Lizzie sipped her coffee and made a face. Jackson realized she wasn’t used to the real thing. He sat down across from her, watching quietly.
“We know that Kelvin-Castner made a probability model for research on the fear neuropharm that… that Dirk has.” Lizzie’s voice faltered for only a moment. “I can’t understand most of it. But it looks like a program would furnish data to Dr. Aranow along a pre-set path. Some points on the flag had bolstered Lehman-Wagner equations for reliability… depending on what Dr. Aranow asked, the decision tree furnished consistent data. I think. What I could tell was that every branch of the tree ended in inconclusive equations.”
Jackson said calmly, “How do you know the data wasn’t actual?”
“The dates on most of the stuff was in the future.”
“Projected experiments…”
“I don’t know,” Lizzie said flatly. “How would I know?” Jackson saw that he mustn’t argue with her; her confidence might deflate again as suddenly as it had ballooned.
Vicki said smoothly, “None of us will know until the terminal is unsealed and you can examine the data directly, Jackson. But it certainly sounds like a tool for contract smashing, doesn’t it?”
Jackson said, “It does.” A large cold rage was rising in him, quietly, like black, still water. Had Cazie known?
Lizzie said, “The probability model was cross-referenced with a bunch of stuff about you, Dr. Aranow. A customized psych program.” Lizzie blushed.
So Cazie had known.
Jackson rose, but after he was on his feet, there was no place to go. Lizzie clearly wasn’t done. His cold black anger seeped higher.
Vicki said, “Good work, Lizzie. But that’s not all, is it? Why did you want so badly to join us in the biosafe area?”
Lizzie’s hand shook. The rest of her coffee spilled. “Vicki—”
“No, say it. Here. Now. So everybody knows what K-C knows.”

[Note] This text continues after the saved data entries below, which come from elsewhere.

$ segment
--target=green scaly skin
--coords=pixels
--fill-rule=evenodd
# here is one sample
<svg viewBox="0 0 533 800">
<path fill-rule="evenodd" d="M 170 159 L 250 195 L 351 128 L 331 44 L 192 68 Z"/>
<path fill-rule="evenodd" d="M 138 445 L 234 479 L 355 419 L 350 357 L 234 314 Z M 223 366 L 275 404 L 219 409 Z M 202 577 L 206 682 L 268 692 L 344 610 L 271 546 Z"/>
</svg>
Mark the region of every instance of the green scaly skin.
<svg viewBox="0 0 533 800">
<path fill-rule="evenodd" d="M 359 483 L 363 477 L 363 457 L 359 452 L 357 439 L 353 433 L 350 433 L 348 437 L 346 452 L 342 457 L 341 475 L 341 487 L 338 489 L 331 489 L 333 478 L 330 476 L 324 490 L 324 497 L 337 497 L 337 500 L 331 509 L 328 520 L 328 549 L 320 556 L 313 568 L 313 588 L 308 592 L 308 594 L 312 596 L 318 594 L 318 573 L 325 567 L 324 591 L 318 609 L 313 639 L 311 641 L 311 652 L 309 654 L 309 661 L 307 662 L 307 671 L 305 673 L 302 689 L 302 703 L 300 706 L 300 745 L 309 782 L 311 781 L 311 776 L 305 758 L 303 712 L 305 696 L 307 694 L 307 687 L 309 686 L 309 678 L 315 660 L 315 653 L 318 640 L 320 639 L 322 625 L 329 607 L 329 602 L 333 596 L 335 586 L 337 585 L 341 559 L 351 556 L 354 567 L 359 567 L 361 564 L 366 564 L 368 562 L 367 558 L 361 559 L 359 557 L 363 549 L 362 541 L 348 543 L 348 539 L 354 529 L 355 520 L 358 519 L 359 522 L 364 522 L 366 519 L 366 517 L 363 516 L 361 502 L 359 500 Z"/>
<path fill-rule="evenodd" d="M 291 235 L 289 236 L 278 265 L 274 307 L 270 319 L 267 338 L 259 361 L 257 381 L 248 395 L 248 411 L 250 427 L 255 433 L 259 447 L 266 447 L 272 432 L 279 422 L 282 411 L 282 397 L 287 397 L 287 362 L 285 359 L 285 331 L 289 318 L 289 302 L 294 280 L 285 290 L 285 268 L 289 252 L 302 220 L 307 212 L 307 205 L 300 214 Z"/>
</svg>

Lizzie’s head still shook, but her voice was steady. “There were other probability models in the deep data. Simpler ones, so I could understand them, me. They showed various probabilities of mutation of the original neuropharm. Or maybe not the original, it, maybe something it makes. That part was hard. But the models for different paths… the models…”
“Give me the Tollers average,” Jackson said coldly. “The average probability was for direct transmission of the infection, wasn’t it? From person to person, through Nielson cells in bodily fluids. What was the Tollers probability?”
Vicki said, her voice scaling upward in surprise, “You knew?”
“I guessed. I hoped I guessed wrong. But this kind of delivery vector is notoriously unstable, mutates all the time… Lizzie. What’s the Tollers probability for mutation to an airborne form that could survive independently, outside either laboratory cultures or the human body?”
“Point oh three percent.”
Low. The designer—whichever the hell Sleepless it was—of the original vector—whatever the hell it was—had at least done everything he could to prevent uncontrollable, worldwide airborne infection. At least he had done that. “And for mutation to an independent form capable of direct human-to-human transmission?”